Loin de chez nous, aux États-Unis, le concept de van est déjà très présent, mais peu adapté aux habitudes européennes : trop grand, trop lourd, il consomme trop.
Au début des années 80, Matra initialement orienté vers la fabrication de véhicules de course, propose à Peugeot un véhicule novateur. Après avoir compris que la marque au lion avait d’autres priorités, en 1981, la marque décide de se tourner vers Renault.

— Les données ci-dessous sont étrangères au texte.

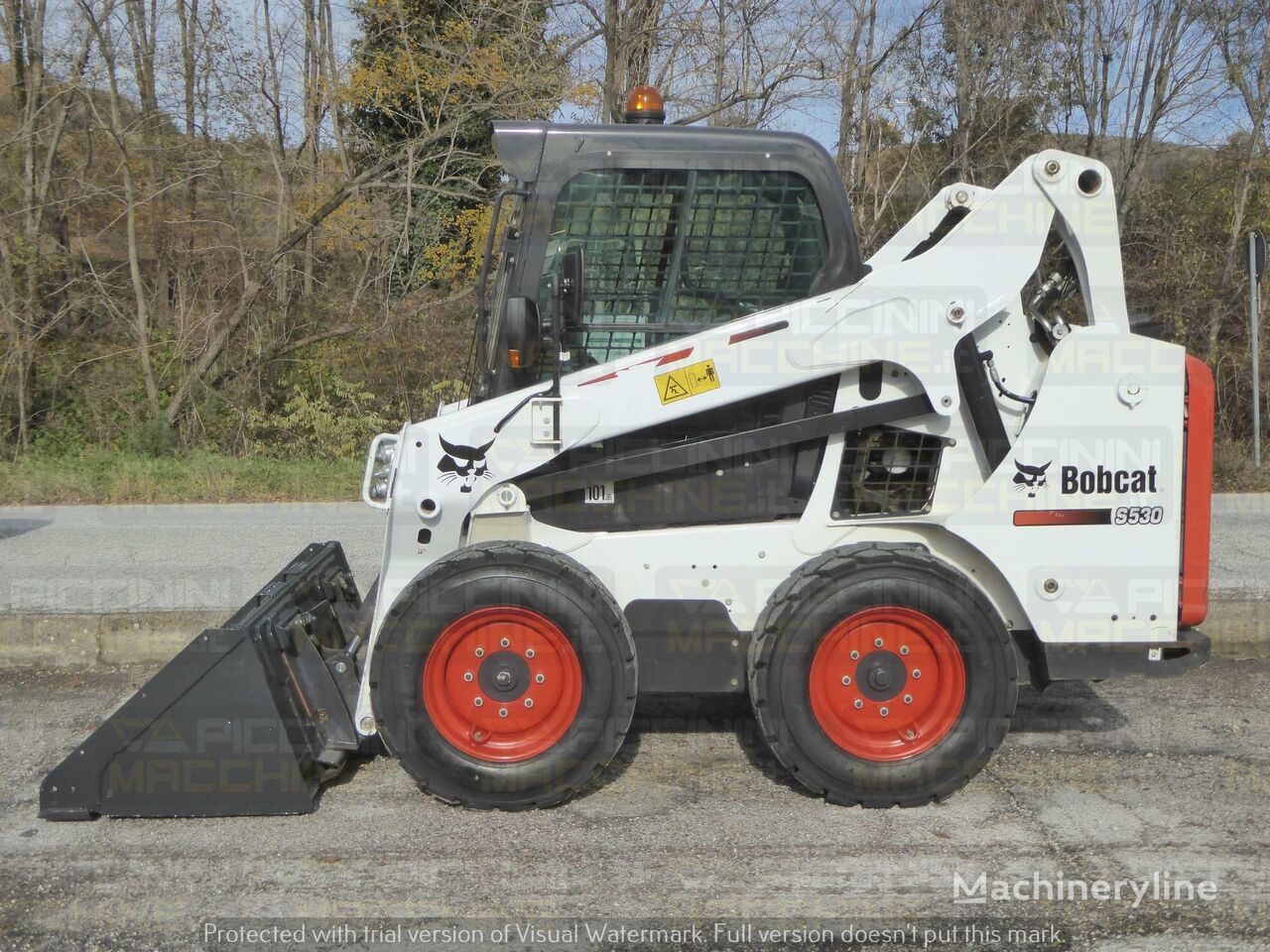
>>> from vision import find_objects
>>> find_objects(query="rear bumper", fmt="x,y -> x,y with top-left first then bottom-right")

En passant chez la Régie qui accepte le véhicule, Matra va devoir faire des concessions, tout comme Renault d’ailleurs. Le projet initial de Matra ne prévoyait pas de plancher plat, ni de sièges indépendants, et disposait d’un faible moteur.
Le concept P17 de Matra
Renault de son côté voit là un futur haut de gamme et impose ainsi d’en faire un véhicule modulaire bien motorisé. Le plancher plat est ainsi imposé afin de pouvoir le transformer en utilitaire dans le cas où le véhicule ne prendrait pas auprès de la clientèle, tout comme les sièges amovibles que l’on peut positionner différemment dans l’habitacle ou transformer en table dans le but d'en faire un vrai lieu de vie.
Pour mouvoir le tout, Renault reprend le moteur de la R18 développant la puissance honorable –à l’époque- de 100ch permettant au modèle de filer à plus de 180 km/h.
Le savoir-faire en matière de carrosserie de Matra est bien sûr conservé. Celui qui deviendra l’Espace dispose ainsi d’une carrosserie en composite offrant les avantages d’être légère, mais aussi de réduire les coûts de production pour de petites séries.
Des débuts difficiles
Si le succès du roi des monospaces ne peut se démentir au fil des décennies, les débuts sont pourtant très difficiles avec seulement 9 commandes le premier mois de commercialisation en juin 1984, alors que Renault et Matra avaient tablé sur un volume de 54 000 véhicules vendus en cinq ans.
La première année est ainsi difficile avec uniquement 5 923 exemplaires produits, dont 2 703 réellement vendus. En 1985, ce sont 14 083 unités qui sont immatriculés, puis plus de 19 000 l’année suivante, et plus de 23 000 en 1987. En seulement trois ans, l’objectif est rempli : quel succès !
La première génération d'Espace avec son nez de TGV
Contrairement aux véhicules classiques, l’Espace était choisi par les enfants, payé par le papa et conduit par la maman. Une véritable révolution qui valide le slogan "les véhicules à vivre" de Renault.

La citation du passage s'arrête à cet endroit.